Your GAWR is how much each axle of your pickup is rated for and not suppose to be exceeded.

GCVW is the combined weight of trailer and pickup, generally for a 3/4 and 1 tons it is not to exceed 20,000#. People over load them all the time though and at least in my state we are not required to pull into weigh stations. I believe quite a few states do require this. Then you get into Joe's table of what your vehicle is rated to tow which can be less then the 20,000# for your 3/4 ton.

Trailers mostly carry a lot of their own weight on their own axles which also have a rating which can be found on the plaque mounted to it. Careful here as a lot of trailers have axles that are not heavy duty enough. I prefer axles that can carry more then how many horses it is rated to carry, tack and weight of trailer. Many of them can't when you look at their axle ratings. As an example, I have a 3 horse trailer that weights 2500# empyt. Put in 3 horses at ~1200 + tack/gear at ~300# and a 30 gallon water tank for 240# which puts my over all weight at ~6700#. My axles are rated to carry 3750#/each or 7500#. At the same time I bought mine there were 3 horse slant loads on the lot that were rated as low as 5000# and as high as my 7500#. That's why you need to be careful.
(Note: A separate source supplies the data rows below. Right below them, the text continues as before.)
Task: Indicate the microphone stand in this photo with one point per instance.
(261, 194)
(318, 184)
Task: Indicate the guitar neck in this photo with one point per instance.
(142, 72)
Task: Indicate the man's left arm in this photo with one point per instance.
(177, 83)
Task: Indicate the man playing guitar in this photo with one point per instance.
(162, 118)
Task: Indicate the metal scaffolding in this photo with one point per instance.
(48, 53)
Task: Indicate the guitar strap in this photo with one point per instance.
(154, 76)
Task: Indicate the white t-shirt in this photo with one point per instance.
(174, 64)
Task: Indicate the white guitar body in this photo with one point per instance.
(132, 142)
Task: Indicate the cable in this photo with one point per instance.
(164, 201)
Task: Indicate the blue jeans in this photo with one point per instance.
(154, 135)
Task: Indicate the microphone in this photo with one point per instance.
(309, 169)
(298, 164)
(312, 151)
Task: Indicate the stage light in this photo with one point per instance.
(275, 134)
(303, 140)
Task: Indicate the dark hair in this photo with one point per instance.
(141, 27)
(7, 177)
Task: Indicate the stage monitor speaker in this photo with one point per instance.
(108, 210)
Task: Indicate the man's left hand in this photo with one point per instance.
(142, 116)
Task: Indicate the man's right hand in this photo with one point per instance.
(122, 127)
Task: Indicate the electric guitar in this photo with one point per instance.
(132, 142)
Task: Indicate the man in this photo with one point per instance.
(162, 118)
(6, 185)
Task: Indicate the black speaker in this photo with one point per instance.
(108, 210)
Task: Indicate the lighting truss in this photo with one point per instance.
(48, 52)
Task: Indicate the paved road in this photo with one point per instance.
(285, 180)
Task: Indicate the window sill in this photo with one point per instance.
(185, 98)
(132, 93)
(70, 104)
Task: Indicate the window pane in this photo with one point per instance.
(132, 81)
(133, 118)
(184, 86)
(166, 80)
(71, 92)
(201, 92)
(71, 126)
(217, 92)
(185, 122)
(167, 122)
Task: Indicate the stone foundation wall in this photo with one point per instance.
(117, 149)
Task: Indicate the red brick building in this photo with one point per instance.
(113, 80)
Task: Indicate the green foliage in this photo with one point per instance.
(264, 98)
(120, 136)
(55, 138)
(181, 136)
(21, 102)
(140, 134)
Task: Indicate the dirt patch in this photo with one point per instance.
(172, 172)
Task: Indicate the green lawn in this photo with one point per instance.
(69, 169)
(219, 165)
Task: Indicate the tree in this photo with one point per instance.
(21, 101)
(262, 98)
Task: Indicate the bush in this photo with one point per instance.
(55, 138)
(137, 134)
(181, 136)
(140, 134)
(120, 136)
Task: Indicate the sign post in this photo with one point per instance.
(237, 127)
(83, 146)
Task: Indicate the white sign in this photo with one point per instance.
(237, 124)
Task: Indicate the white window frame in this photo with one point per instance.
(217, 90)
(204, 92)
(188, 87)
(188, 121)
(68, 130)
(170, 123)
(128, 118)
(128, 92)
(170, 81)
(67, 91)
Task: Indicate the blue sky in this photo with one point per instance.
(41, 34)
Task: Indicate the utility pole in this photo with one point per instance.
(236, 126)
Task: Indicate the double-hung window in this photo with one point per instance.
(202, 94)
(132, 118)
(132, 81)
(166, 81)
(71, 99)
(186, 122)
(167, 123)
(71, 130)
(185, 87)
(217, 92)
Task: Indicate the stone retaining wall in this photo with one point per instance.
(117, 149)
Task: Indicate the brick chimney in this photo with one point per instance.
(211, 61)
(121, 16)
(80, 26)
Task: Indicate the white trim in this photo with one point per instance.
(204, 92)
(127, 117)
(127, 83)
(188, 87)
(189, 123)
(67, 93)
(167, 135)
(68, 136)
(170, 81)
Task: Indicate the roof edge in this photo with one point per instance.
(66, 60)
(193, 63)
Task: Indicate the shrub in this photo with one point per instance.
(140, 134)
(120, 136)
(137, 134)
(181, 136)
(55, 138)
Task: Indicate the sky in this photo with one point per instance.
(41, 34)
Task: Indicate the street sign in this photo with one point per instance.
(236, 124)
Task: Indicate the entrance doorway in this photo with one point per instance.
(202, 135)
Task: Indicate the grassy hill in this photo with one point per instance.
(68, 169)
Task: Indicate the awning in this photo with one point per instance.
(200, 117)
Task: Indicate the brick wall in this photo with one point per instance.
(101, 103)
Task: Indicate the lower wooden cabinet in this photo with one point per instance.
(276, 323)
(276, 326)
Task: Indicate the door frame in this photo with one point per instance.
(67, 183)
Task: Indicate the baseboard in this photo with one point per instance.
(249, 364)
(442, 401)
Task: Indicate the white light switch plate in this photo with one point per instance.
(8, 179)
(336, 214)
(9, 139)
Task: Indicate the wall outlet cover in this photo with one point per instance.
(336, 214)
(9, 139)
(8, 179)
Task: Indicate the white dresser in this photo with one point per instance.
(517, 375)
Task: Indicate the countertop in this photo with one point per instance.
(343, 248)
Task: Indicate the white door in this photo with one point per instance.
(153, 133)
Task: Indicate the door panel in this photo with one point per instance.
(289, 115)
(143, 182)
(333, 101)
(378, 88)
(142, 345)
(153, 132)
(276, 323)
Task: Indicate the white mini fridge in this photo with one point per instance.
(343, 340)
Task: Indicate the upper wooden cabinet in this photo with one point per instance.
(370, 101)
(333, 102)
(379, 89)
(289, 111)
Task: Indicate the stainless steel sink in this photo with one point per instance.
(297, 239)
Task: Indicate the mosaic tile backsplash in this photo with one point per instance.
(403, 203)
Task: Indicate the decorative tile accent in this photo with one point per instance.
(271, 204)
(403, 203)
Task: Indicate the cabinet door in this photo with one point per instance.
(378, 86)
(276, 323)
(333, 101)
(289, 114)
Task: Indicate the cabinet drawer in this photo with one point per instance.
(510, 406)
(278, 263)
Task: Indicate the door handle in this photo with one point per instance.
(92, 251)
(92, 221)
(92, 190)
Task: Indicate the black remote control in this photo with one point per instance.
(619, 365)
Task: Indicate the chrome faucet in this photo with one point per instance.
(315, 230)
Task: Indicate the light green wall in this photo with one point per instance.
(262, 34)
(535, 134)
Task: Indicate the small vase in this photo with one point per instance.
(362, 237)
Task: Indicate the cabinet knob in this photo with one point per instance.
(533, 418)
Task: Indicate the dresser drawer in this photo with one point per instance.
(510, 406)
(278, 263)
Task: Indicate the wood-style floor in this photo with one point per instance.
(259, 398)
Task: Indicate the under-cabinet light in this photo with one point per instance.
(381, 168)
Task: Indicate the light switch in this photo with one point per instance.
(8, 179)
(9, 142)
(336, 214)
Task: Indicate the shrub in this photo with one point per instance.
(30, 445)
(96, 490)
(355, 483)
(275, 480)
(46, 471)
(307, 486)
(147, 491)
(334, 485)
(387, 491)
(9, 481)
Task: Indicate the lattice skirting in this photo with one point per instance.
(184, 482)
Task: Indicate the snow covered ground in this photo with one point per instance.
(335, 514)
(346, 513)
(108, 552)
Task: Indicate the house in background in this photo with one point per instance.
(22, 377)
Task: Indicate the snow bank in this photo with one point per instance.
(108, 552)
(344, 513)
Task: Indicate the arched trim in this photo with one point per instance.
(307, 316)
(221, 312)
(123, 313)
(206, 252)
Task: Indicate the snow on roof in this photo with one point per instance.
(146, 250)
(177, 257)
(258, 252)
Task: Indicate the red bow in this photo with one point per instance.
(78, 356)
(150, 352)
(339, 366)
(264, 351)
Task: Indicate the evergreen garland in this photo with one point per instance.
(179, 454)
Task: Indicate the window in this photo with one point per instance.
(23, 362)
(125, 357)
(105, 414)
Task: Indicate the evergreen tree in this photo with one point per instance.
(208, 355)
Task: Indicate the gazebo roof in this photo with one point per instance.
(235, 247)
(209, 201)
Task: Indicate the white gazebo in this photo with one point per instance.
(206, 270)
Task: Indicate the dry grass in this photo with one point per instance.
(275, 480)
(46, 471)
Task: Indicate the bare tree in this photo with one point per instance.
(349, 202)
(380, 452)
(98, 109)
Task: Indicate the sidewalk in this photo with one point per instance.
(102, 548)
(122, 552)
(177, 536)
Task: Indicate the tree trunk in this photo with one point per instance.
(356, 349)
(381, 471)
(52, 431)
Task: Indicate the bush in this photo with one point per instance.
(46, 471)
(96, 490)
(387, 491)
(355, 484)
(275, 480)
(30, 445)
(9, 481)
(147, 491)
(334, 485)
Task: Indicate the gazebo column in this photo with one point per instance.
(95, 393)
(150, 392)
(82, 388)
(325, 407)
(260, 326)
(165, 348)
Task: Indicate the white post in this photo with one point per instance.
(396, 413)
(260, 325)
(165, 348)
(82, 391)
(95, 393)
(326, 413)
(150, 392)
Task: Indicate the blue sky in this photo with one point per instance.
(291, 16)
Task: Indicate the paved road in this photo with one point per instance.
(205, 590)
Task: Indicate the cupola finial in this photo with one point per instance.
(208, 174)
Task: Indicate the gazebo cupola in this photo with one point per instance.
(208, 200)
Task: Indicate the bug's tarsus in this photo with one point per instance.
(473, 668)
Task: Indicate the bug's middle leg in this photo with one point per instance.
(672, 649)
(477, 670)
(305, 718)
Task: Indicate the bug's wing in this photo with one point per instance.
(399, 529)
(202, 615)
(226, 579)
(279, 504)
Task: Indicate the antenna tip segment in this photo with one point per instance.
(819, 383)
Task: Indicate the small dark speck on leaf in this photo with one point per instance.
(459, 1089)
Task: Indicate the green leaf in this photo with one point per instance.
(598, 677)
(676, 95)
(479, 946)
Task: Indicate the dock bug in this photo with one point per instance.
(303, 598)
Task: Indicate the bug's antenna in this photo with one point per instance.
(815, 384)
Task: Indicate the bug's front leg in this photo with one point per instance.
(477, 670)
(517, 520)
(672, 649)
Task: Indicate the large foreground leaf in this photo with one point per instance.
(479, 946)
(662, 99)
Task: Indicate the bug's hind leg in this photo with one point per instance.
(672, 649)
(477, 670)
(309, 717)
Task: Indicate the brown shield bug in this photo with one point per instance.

Trailers do put some of it's weight on the pickup. Bumper pulls but it all on the rear axle unless you use an equalizer hitch. Goose necks will put weight on both axles so distributes it's weight better. This is why you can haul more in a goose neck.


----------



## BigGirlsRideWarmbloods (Mar 28, 2010)

The only tow Guide I could find from Chevy & GM was very generic:
http://www.gmfleet.com/pdf/trailering.pdf

And says:
_*Gross Vehicle Weight Rating (GVWR)* is the maximum number of
pounds a tow vehicle may weigh. Everything that contributes to the
weight of the tow vehicle is calculated in this rating, including the weight
of the vehicle, driver and all passengers, fuel, payload, trailer tongue
weight, hitch weight and all optional equipment. The GVWR is displayed
on the driver’s door or door-lock pillar label of your vehicle._

I even went so far as to contacting the publishing house for ordering original repair manuals but they don't have a specific tow guides. Mostly wiring diagrams and engine schematics.



Joe4d said:


> stop reading articles and making this way more complicated than it is. Every single truck manufacturer publishes a towing guide, look up that towing guide for your specific vehicle and it will tell you exactly what it can tow conventional and goose/fifth wheel. DOnt worry about all the gvs gr.s gwwwcs.
> Do you look at any of that to see how many people you can carry ? While techincally it matters, in practice it doesnt. Just look at the OEM tow guide and stay below those numbers, the more below the better. GVWR is about suspension weight, not towing capacity. other than the actual weight on the hitch.


----------



## Darrin (Jul 11, 2011)

Your axles are rated for 7,200# and 3,800# for a GVWR of 11,000#. Unfortunately your actual tow rating depends on exactly how your vehicle is equiped but with your axles I'm willing to bet it is 9,000# tow rating for a total of vehicle and trailer weight (GCVW) maximum of 20,000#.


----------



## gunslinger (Sep 17, 2011)

I'd ask your insurance agent how much you can tow and still be covered.


----------



## azwantapaint (Feb 5, 2012)

For what its worth, my girlfriend's truck is an F250, similar construction to yours, rated for 18K#.
My F350 is rated for 21K#, but i am limited to 18K as well, due to USDOT regs.
If i scale over 26K, i am required by law to have a CDL, because my truck has commercial signage as well as being owned by a business. Makes things a little fuzzy, but thats what the DMV told me.
A 2000# trailer plus a 1000# horse, gear, etc, on a 3/4 ton is a walk in the park.
I would, however, be concerned with tongue weight. Load it too much forward, and you'll have problems.
Load it too far back, and you'll get wag, which can be lethal.
I have both gooseneck and bumper pull hitches on my truck.
I use the goose whenever i can, as i find it easier to maneuver in tight quarters, and it tends to ride better in general, with the bulk of the weight distributed onto the rear axle makes for a smooth ride.


----------